Flavian Aponso

Personal information
- Full name: Goniamalimage John Anthony Flavian Aponso
- Born: 28 October 1952 (age 73) Colombo, Ceylon
- Batting: Left-handed
- Bowling: Right-arm offbreak
- Role: Top order Batsman

International information
- National side: Netherlands (1996-1996);
- ODI debut (cap 1): 17 February 1996 v New Zealand
- Last ODI: 5 March 1996 v South Africa

Career statistics
| Competition | ODI | FC | LA |
| Matches | 5 | 16 | 11 |
| Runs scored | 120 | 701 | 253 |
| Batting average | 30.00 | 24.17 | 25.30 |
| 100s/50s | 0/1 | 0/4 | 0/1 |
| Top score | 58 | 92 | 58 |
| Balls bowled | 242 | 1,101 | 375 |
| Wickets | 2 | 17 | 6 |
| Bowling average | 128.50 | 28.35 | 55.33 |
| 5 wickets in innings | 0 | 0 | 0 |
| 10 wickets in match | 0 | 0 | 0 |
| Best bowling | 1/57 | 3/16 | 4/19 |
| Catches/stumpings | 0/0 | 10/0 | 0/0 |
- Source: Cricinfo, 15 May 2017

= Flavian Aponso =

Sri Lankan cricketer

Goniamalimage John Anthony Flavian Aponso (born 28 October 1952), commonly as Flavian Aponso, is a former Sri Lankan first class and Dutch ODI cricketer, who played five One-day Internationals for The Netherlands during the 1996 World Cup. Aponso was the first ODI cap for Netherlands. He holds the unique distinction of representing both Sri Lanka and Netherlands at professional cricket.

== Career ==
Aponso's debut in cricket began when he represented his school, St. Sebastian's College, as team captain at school level competitions. He rose to the limelight after being selected to represent Sri Lanka at a school level to play against an Australian school cricket team in 1972.

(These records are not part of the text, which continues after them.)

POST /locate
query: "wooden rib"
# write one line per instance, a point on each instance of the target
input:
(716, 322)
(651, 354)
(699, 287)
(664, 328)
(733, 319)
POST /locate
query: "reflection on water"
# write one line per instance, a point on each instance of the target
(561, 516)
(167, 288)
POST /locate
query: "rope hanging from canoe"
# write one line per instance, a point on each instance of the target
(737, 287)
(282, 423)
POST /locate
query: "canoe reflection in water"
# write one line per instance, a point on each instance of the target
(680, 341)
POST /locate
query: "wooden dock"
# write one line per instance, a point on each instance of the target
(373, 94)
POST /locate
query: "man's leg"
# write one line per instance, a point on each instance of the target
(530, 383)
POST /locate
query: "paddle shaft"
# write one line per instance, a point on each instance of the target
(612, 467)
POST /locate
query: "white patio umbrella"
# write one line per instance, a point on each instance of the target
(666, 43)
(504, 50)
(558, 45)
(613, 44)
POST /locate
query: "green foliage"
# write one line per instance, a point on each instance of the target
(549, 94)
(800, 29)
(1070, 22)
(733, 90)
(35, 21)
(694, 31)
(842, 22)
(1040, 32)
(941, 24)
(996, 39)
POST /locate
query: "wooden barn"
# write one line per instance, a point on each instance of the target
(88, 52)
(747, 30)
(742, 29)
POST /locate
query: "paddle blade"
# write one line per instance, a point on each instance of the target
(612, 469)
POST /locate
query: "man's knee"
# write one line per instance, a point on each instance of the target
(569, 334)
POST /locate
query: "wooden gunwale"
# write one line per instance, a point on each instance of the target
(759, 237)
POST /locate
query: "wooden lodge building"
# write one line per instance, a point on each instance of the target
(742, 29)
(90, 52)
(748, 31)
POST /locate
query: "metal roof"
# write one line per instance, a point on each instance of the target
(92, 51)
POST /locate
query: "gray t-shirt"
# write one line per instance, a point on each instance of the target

Aponso represented Sri Lanka on one occasion before the country received Test status, playing against Tamil Nadu for the Gopalan Trophy in 1974–75. He was selected to the Sri Lankan national pool squads for the 1975 Cricket World Cup and 1979 Cricket World Cup but he was not chosen in the final squads of the respective tournaments.

His participation with the rebel Arosa Sri Lanka side that toured South Africa in 1982–83 ensured a lifetime ban from cricket in Sri Lanka. Prior to his ban from involving with Sri Lanka cricket, he came closer to maiden call-up at international level for Sri Lanka. He also went onto represent Air Lanka team in the 1993 World Airline tournament held in Malaysia which eventually won by Air Lanka. Aponso was also a member of the Sri Lanka masters squad which took part in World Masters cricket tournament in 1995.

He moved to the Netherlands, playing for them in the 1990 and 1994 ICC Trophy tournaments, though he also played nine top-level matches for Sebastianites in Sri Lankan domestic cricket. He became one of the mainstays with the Dutch cricket team for sometime usually batting at the top of the order and served as a part-time leg spinner.

Aponso made his debut World Cup appearance during the 1996 ICC Cricket World Cup representing Netherlands which Sri Lanka eventually won. He made his ODI debut for Netherlands during the World Cup tournament in a group stage match against New Zealand at Vadodara where his fellow Barbados based mate Nolan Clarke also made his ODI debut. Coincidentally, Nolan became the oldest ever debutant in ODI cricket at the age of 47 years and 227 days while Aponso was regarded as the then third oldest debutant to feature in an ODI at the age of 43 years and 112 days. Aponso is currently the fifth oldest player to have debuted in an ODI.

During one of the group stage matches of the 1996 World Cup, he also created a World Cup record for becoming the oldest ever batsman to score a fifty in a World Cup match at the age of 43 years and 121 days. His achievement came batting at no 5 against home side Pakistan at Lahore Gaddafi Stadium in tough conditions where he also registered his maiden ODI half-century smacking 3 fours and a six before being dismissed by Waqar Younis on 58 facing 105 deliveries. His crucial knock propelled Netherlands to 145/7 at the end of 50 overs but his efforts went in vain as Pakistan secured a comfortable eight wicket win in an easy run chase of just 146. He featured in all 5 matches for Netherlands during the 1996 World Cup scoring 120 runs at a modest average of 30 and at a below par strike rate, ending up as third leading runscorer for Netherlands during the tournament.

He retired from international cricket after the end of the 1996 Cricket World Cup. He established his career as a professional cricketer in the Netherlands over a period of 25 years before moving to the UK in 2005. After his retirement, Aponso moved into coaching and he now coaches the next generation at Harrow Saint Marys Cricket Club in Harrow, England.

In December 2013, he was reelected as the President of the Old Boys Association of the St. Sebastian's College, Moratuwa in UK.